Rachat credit
Le développement des
offres de crédit
dans les années 1980, que ce soit sous forme de crédits immobiliers, prêts à la consommation ou crédits revolving, a conduit les pouvoirs publics à améliorer l'information et la protection des personnes recourant à l'emprunt. Ces mesures se sont avérées insuffisantes pour éviter le développement du
surendettement
, rendant nécessaire l'adaptation d'une législation spécifique. La consommation à crédit et l'investissement à crédit sont donc couramment utilisés en France.
Le phénomène de surendettement a pris depuis plus d'une vingtaine d'années une ampleur nouvelle. Le droit du surendettement a beaucoup évolué malgré son caractère relativement récent, puisque les premières dispositions datent de 1989 avec la loi "Neiertz". On est en effet passé d'un surendettement "actif", caractérisé par un recours abusif au crédit, à un surendettement "passif" qui se traduit par une diminution des ressources produite par un évènement extérieur (divorce, chômage, décès...) ne permettant plus aux personnes concernées d'honorer leurs dettes. Le surendettement passif représente 7 dossiers sur 10.
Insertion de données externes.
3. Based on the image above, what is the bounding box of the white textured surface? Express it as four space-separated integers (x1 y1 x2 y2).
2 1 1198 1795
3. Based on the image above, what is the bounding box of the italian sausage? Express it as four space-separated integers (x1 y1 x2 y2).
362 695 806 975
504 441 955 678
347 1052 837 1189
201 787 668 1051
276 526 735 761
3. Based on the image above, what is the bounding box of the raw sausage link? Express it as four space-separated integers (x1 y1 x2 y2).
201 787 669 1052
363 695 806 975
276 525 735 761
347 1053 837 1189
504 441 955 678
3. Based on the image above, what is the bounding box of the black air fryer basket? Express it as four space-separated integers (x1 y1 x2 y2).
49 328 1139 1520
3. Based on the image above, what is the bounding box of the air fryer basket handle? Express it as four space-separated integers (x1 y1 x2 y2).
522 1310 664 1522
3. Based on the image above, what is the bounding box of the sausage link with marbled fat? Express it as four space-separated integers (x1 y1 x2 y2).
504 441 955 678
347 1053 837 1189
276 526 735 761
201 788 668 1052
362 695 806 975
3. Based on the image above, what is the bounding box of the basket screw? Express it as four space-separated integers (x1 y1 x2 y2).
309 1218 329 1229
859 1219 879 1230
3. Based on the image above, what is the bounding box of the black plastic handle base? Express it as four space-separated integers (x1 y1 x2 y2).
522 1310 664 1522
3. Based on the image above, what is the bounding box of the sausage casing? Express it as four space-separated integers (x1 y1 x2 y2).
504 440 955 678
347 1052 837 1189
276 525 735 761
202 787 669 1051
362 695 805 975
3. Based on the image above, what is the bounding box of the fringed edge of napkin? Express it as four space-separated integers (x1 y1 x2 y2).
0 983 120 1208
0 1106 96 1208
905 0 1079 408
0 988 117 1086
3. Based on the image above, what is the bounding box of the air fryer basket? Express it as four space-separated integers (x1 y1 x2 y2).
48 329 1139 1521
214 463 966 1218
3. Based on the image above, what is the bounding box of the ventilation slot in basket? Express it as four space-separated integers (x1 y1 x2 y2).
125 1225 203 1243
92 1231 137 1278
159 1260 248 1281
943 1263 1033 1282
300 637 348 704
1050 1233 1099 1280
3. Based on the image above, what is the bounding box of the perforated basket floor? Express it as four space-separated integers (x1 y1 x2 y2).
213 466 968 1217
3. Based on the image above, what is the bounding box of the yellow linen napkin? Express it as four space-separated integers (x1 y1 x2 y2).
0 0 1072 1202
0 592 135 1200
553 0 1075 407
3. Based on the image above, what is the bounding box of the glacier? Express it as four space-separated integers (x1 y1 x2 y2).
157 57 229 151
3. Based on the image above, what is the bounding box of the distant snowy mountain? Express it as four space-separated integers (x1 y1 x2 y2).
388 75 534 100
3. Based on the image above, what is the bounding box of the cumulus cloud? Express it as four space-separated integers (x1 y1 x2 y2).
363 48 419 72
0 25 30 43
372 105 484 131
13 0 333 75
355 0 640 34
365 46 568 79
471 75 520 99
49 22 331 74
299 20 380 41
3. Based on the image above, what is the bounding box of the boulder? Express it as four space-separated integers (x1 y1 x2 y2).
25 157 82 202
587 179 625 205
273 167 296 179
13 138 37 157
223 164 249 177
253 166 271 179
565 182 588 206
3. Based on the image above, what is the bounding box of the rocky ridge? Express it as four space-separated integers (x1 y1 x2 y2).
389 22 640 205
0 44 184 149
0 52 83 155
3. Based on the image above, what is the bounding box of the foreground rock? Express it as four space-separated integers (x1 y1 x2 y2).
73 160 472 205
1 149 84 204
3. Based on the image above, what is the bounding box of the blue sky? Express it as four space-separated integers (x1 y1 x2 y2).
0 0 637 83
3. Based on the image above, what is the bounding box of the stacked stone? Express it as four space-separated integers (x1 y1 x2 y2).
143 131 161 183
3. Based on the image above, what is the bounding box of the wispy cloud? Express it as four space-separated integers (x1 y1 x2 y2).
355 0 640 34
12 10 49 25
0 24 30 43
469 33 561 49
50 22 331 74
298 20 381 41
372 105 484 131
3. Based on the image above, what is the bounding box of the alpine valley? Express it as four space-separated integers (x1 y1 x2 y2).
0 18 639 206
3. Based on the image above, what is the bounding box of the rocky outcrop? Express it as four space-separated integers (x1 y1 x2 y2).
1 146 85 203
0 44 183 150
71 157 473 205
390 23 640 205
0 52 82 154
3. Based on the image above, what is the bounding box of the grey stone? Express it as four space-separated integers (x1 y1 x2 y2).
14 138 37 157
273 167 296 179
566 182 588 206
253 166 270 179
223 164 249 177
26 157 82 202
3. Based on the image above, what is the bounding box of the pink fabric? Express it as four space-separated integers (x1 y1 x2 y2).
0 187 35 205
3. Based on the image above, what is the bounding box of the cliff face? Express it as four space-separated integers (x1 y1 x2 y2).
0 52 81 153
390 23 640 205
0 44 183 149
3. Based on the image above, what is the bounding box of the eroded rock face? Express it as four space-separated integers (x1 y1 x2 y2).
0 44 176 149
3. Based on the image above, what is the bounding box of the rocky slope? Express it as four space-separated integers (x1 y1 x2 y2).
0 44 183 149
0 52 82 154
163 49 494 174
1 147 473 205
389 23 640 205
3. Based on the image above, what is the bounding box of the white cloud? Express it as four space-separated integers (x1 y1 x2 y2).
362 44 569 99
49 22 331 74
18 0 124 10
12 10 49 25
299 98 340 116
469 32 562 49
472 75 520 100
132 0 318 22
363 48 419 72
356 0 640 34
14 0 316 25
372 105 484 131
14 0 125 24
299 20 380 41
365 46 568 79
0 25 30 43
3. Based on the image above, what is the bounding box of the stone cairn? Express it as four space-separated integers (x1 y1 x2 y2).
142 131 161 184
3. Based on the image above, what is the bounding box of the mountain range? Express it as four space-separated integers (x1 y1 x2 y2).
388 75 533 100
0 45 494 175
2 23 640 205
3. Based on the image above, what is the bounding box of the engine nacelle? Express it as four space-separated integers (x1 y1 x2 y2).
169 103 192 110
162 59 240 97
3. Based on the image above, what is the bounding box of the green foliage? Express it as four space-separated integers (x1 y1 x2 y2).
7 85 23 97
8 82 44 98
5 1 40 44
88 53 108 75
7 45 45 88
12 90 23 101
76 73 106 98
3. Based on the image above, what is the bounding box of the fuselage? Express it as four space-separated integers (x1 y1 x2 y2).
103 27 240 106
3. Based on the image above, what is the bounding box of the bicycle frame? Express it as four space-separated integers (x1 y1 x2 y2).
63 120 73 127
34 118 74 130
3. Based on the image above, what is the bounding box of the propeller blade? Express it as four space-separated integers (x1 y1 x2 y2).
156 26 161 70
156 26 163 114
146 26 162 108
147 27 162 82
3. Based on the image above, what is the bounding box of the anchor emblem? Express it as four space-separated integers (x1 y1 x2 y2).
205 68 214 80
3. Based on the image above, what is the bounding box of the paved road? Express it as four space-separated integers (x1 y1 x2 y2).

L'endettement des ménages européens constitué essentiellement par la forte souscription de
crédits
à l'habitat, a progressé de 8,7% en 2004 et de plus de 8 % en 2005. La poursuite de la baisse des taux d'intérêts a incité les ménages européens à recourir au crédit. La progression française se situe dans la moyenne européenne. Les crédits hypothécaires ou à l'habitat ont fortement progressé en Europe ces dernières années, malgré la stabilisation des prix de l'immobilier dans de nombreux pays. La croissance européenne du crédit à la consommation a été plus modérée que celle du crédit à l'habitat.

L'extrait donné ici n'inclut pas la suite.